Can’t setup 3 nodes MongoDB recplica set

configurationmongodbreplication

I just follow instructions in MongoDB document

Replica Sets – Basics

to setup a 3-node Replica set. Everything goes fine when I do the initiate and add first node in the primary.

[foo@host-a mongodb]$ bin/mongo localhost
MongoDB shell version: 1.8.2
connecting to: localhost
> rs.initiate()
{
        "info2" : "no configuration explicitly specified -- making one",
        "info" : "Config now saved locally.  Should come online in about a minute.",
        "ok" : 1
}
> rs.add("host-b")
{ "ok" : 1 }

So far so good, but when I try to add third node

myset:PRIMARY> rs.addArb("host-c")
Sun Aug  7 22:57:09 MessagingPort recv() errno:104 Connection reset by peer 127.0.0.1:27017
Sun Aug  7 22:57:09 SocketException: remote:  error: 9001 socket exception [1]
Sun Aug  7 22:57:09 DBClientCursor::init call() failed
Sun Aug  7 22:57:09 query failed : local.$cmd { count: "system.replset", query: {}, fields: {} } to: 127.0.0.1
Sun Aug  7 22:57:09 Error: error doing query: failed shell/collection.js:150
Sun Aug  7 22:57:09 trying reconnect to 127.0.0.1
Sun Aug  7 22:57:09 reconnect 127.0.0.1 ok

As result, the current primary became secondary, and the host-b was marked as dead, but actually, it is still alive.

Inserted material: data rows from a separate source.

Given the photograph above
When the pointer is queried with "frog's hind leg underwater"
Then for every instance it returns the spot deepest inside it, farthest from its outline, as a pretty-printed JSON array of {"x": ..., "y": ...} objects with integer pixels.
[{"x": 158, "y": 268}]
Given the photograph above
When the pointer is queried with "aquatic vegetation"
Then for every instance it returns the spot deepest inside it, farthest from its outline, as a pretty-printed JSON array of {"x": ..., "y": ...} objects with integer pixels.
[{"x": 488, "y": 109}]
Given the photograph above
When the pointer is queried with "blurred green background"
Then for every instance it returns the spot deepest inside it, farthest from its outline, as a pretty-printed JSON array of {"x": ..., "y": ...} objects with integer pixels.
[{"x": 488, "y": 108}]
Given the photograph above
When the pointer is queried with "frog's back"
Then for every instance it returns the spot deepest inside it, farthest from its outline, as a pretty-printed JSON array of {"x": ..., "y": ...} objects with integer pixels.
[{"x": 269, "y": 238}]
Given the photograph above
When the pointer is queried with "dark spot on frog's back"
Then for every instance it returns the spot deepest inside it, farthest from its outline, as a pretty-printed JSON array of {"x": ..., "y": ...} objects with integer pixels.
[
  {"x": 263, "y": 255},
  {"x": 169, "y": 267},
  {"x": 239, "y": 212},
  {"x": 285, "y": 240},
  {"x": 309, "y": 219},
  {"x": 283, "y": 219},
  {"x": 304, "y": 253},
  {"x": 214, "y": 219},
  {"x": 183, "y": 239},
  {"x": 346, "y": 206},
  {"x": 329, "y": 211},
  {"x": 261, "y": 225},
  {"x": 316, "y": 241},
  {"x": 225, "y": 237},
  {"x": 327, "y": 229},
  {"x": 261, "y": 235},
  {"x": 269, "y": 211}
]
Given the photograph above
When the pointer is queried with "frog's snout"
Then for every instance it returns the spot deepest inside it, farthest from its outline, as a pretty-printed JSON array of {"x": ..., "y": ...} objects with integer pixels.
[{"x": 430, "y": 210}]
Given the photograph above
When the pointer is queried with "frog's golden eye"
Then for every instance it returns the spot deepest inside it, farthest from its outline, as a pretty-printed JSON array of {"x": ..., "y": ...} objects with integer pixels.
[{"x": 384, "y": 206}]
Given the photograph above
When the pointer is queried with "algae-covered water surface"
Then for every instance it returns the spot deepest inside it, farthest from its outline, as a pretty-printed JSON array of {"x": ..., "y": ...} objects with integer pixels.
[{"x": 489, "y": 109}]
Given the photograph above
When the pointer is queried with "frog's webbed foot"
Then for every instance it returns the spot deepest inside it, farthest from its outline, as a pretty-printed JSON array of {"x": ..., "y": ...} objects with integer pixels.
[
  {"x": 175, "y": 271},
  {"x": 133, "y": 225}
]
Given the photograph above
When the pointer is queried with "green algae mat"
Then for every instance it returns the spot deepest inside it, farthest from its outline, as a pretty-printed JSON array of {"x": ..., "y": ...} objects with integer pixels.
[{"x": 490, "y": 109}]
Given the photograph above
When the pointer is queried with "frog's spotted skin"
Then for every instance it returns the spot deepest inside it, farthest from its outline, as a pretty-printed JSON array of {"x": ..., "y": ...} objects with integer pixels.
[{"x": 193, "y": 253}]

myset:SECONDARY> rs.status()
{
        "set" : "myset",
        "date" : ISODate("2011-08-08T04:03:23Z"),
        "myState" : 2,
        "members" : [
                {
                        "_id" : 0,
                        "name" : "host-a:27017",
                        "health" : 1,
                        "state" : 2,
                        "stateStr" : "SECONDARY",
                        "optime" : {
                                "t" : 1312775799000,
                                "i" : 1
                        },
                        "optimeDate" : ISODate("2011-08-08T03:56:39Z"),
                        "self" : true
                },
                {
                        "_id" : 1,
                        "name" : "host-b",
                        "health" : 0,
                        "state" : 6,
                        "stateStr" : "(not reachable/healthy)",
                        "uptime" : 0,
                        "optime" : {
                                "t" : 0,
                                "i" : 0
                        },
                        "optimeDate" : ISODate("1970-01-01T00:00:00Z"),
                        "lastHeartbeat" : ISODate("2011-08-08T04:03:22Z"),
                        "errmsg" : "still initializing"
                }
        ],
        "ok" : 1
}

How could this happen? I just follow the guide in the document, did I do something wrong? Moreover, I can't do anything on current secondary server. It doesn't allow me to reconfig on the secondary node, but the problem is there is no primary node.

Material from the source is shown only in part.